From :Tim Berners-Lee (timbl@info_.cern.ch)
Subject :WorldWideWeb: Summary
Date :1991-08-06 13:37:40 PST
     Information provider view
The WWW browsers can access many existing data systems via existing protocols  
(FTP, NNTP) or via HTTP and a gateway. In this way, the critical mass of data  
is quickly exceeded, and the increasing use of the system by readers and  
information suppliers encourage each other.
Making a web is as simple as writing a few SGML files which point to your  
existing data. Making it public involves running the FTP or HTTP daemon, and  
making at least one link into your web from another. In fact,  any file  
available by anonymous FTP can be immediately linked into a web. The very small  
start-up effort is designed to allow small contributions.  At the other end of  
the scale, large information providers may provide an HTTP server with full  
text or keyword indexing.
The WWW model gets over the frustrating incompatibilities of data format  
between suppliers and reader by allowing negotiation of format between a smart  
browser and a smart server. This should provide a basis for extension into  
multimedia, and allow those who share application standards to make full use of  
them across the web.
This summary does not describe the many exciting possibilities opened up by the  
WWW project, such as efficient document caching. the reduction of redundant  
out-of-date copies, and the use of knowledge daemons.  There is more  
information in the online project documentation, including some background on  
hypertext and many technical notes. (...)

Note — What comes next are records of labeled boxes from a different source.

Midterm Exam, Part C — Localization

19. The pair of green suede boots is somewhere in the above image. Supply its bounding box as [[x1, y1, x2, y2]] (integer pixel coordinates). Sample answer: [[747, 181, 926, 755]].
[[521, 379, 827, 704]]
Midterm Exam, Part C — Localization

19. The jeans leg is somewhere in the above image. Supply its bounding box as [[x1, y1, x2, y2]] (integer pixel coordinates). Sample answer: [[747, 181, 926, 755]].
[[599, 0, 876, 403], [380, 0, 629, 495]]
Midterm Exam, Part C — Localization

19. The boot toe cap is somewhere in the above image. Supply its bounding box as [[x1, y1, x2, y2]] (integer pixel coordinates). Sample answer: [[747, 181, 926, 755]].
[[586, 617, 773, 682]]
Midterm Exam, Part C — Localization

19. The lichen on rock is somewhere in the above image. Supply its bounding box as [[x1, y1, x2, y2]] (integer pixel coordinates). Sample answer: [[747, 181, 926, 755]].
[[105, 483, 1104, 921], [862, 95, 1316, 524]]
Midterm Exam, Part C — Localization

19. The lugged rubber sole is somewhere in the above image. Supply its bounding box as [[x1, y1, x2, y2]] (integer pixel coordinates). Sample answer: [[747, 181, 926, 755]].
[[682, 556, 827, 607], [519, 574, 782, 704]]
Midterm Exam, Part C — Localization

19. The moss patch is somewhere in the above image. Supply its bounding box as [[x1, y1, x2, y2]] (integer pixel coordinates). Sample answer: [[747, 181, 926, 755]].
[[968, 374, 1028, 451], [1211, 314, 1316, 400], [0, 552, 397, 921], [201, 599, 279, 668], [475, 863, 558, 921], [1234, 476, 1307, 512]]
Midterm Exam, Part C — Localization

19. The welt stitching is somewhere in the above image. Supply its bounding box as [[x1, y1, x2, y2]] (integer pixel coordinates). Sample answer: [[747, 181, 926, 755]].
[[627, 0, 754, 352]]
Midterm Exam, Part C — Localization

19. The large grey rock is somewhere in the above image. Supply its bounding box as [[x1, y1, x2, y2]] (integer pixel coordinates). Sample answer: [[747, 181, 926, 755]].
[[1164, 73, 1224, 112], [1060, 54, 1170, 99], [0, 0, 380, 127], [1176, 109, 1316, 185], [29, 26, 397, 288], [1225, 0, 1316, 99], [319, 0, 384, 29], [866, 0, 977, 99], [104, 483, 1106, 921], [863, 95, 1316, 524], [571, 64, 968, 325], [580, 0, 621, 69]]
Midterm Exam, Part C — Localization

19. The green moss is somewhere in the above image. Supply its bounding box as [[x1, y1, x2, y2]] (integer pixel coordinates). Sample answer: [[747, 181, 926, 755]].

You can also check out Linus’ first email presenting Linux.

Slope One Predictors for Online Rating-Based Collaborative Filtering (SDM’05 / April 20-23th 2005)

I’m very proud of this little paper called Slope One Predictors for Online Rating-Based Collaborative Filtering. The paper report on some of the core collaborative filtering research leading to the inDiscover web site. I’ll be presenting it at SIAM Data Mining 2005 in April (Newport Beach, California).

This is a case where, with Anna Maclachlan, we did something that few researchers do these days: we looked for something simpler. The main result of the paper is that you can use extremely simple and easy to implement algorithms and get very competitive results.

The current trend, in academia, is to develop crazy algorithms that require not 10 lines of code, not 100 lines of code, but several thousands. I think the same is true in some industries: think of Web Services or Java (with the infinite number of new acronyms).

Well, I like complex algorithms and as a math guy, I like a challenge, but once in a while, I think it pays to go I think “wait! what if the average Joe wants to implement this?”

So, if you write real code and are interested in collaborative filtering, go check this paper.